We were drifting deeper into grey, where the only colours were the scattered mooring-lights. McCaffrey, who'd been sitting opposite, studying me, leaned forward. "You look like the little mermaid in Copenhagen."  He could not have known how mermaids fascinate me. I tried to shrug it off. "Sans graffiti?" Secretly I wondered if even a mermaid stood much chance with avid fishermen like some of these about. (A hook through the jaw? Yes, by all means, we can do that for you. If you'd just like to swim this way please…)

When we disembarked, she got into the car with the Klinghoffers and young McCaffrey. She's quick off the mark, you have to grant her that. It had been a most pleasant launch trip up and down the river, and we all agreed the luncheon was perfectly delightful.

I was offered a lift home with the Klinghoffers. McCaffrey accepted a lift with them too. We climbed into the back of their enormous limousine. The atmosphere was strangely intimate, though we were separated by several feet of leather seat. There was nothing we could do or say.
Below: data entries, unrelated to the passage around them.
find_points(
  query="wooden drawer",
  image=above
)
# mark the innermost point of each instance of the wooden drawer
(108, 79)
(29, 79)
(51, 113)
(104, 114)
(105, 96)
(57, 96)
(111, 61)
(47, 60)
Sometimes there is a longing for journeys that seem not to end, with magic in the texture of the glass against the rain, casting patterned shadows like a coarse-grained veil on faces moving swiftly under street-lamps, congealing into scatterings of brilliants, and pausing in its coursings inexplicably, inarticulate and blind as tears.




*This is an early story, and an experiment in parallel first-person narratives - one voice singular, the other plural - which have to be represented as alternating voices due to spatial conventions. If it were possible, I would use different typefaces to distinguish them, e.g. by showing one of the voices in Italics. I hope the undifferentiated text does not confuse the reader.